Sir John VI Lisle (1406–1471) was an English landowner, soldier, administrator, and politician from Wootton on the Isle of Wight.

==Origins==
Born about 1406, he was the son and heir of the MP Sir John V Lisle and his wife Margaret Bramshott, daughter of John Bramshott. Prominent since the time of King Stephen on the Isle of Wight, then part of Hampshire, the Lisle family wrote their name in Latin as “de Insula” and in French as “de l'Isle”, both meaning “of the Island”. As well as supplying Sheriffs and MPs for the county, two of his ancestors had been summoned to Parliament as barons under King Edward I.

==Career==
By 1427 he reached majority, in that year being first included in the electoral roll for Hampshire and in 1433 being elected as the county's Member of Parliament. Knighted in 1436, he served as Sheriff of Wiltshire in 1438 and then as Sheriff of Hampshire in 1439. From 1440 to 1470 he was appointed to at least 40 royal commissions in Hampshire and sat as a justice of the peace for the county from 1441 until his death.
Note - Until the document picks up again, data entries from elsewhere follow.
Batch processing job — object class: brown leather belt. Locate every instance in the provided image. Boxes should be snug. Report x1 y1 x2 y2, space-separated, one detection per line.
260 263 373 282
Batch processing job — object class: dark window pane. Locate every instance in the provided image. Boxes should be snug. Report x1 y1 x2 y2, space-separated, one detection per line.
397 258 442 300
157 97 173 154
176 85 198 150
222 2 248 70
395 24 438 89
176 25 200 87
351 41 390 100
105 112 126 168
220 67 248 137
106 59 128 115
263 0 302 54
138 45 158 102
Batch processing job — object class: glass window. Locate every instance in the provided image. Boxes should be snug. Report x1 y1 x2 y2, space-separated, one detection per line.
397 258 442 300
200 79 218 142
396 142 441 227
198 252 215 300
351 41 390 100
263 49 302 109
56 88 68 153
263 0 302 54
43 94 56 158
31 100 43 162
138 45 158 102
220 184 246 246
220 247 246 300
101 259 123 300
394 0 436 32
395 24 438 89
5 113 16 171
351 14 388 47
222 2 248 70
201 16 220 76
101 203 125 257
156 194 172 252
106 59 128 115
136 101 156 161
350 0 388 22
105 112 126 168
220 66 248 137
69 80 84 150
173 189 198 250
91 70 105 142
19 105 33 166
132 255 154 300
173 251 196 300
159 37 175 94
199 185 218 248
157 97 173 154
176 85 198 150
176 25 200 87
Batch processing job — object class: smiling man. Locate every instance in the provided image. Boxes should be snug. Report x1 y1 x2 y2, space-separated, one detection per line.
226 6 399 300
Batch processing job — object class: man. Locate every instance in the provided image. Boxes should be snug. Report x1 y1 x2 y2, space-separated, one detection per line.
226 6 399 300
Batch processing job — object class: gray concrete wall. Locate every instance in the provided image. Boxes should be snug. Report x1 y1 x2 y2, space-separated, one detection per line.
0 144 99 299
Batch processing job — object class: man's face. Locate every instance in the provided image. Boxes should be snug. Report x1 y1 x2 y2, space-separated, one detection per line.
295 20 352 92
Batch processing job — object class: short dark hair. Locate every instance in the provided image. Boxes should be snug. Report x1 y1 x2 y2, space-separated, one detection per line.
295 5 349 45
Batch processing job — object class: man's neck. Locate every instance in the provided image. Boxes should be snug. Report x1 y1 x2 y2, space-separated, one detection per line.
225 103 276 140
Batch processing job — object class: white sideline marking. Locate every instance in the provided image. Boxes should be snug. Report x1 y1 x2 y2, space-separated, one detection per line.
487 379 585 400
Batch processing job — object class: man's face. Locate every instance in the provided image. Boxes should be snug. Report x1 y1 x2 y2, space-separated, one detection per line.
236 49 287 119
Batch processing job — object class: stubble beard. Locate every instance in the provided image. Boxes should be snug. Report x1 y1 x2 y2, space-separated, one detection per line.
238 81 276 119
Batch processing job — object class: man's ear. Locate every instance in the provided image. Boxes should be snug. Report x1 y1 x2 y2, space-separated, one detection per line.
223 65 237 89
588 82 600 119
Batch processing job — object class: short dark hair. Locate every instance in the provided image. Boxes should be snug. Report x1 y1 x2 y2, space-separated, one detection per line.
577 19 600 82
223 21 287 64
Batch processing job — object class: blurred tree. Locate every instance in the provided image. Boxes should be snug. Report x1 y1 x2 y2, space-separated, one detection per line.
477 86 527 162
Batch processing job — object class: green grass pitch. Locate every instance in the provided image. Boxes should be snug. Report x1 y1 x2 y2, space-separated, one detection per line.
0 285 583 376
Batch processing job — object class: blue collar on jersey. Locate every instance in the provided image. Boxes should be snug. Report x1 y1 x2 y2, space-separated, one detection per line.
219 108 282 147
After military service in the Duke of Somerset's expedition that sailed to France in 1443, he returned to England and in 1448 acquired the wardship of John Philpot, who he married to one of his daughters. After serving a second term as MP for Hampshire in the Parliament of February 1449, he went back to the war in France, serving in 1453 as a King's knight in Aquitaine with a force of 20 spearmen and 200 archers. In 1461 he rallied to Yorkist rule and, pardoned with other Lancastrians in 1462, then served on Yorkist royal commissions.

He made his will on 21 October 1468, asking to be buried at Thruxton in Hampshire, and died on 21 January 1471, leaving to his son lands in the Isle of Wight, Wiltshire, Dorset, and Devon. His will was proved on 6 November 1471.

==Family==
He married Anne Botreaux, daughter and heiress of John Botreaux and niece of William VI Botreaux, 3rd Baron Botreaux, with whom he had the four children named in his will:
- Sir Nicholas Lisle, who married Elizabeth Rogers.
- Margaret Lisle, who married John Rogers.
- Elizabeth Lisle, who married John Philpot (one of his executors).
- Anne Lisle, who became a nun at Amesbury Priory.

After his first wife's death, he married Isabel, widow of Richard Horne and mother of Gervase Horne (born about 1454), who survived him and acted as one of his executors. They had two children named in his will:
- Jane Lisle.
- William Lisle.
She married a third time to Thomas Beauchamp and died on 7 October 1484.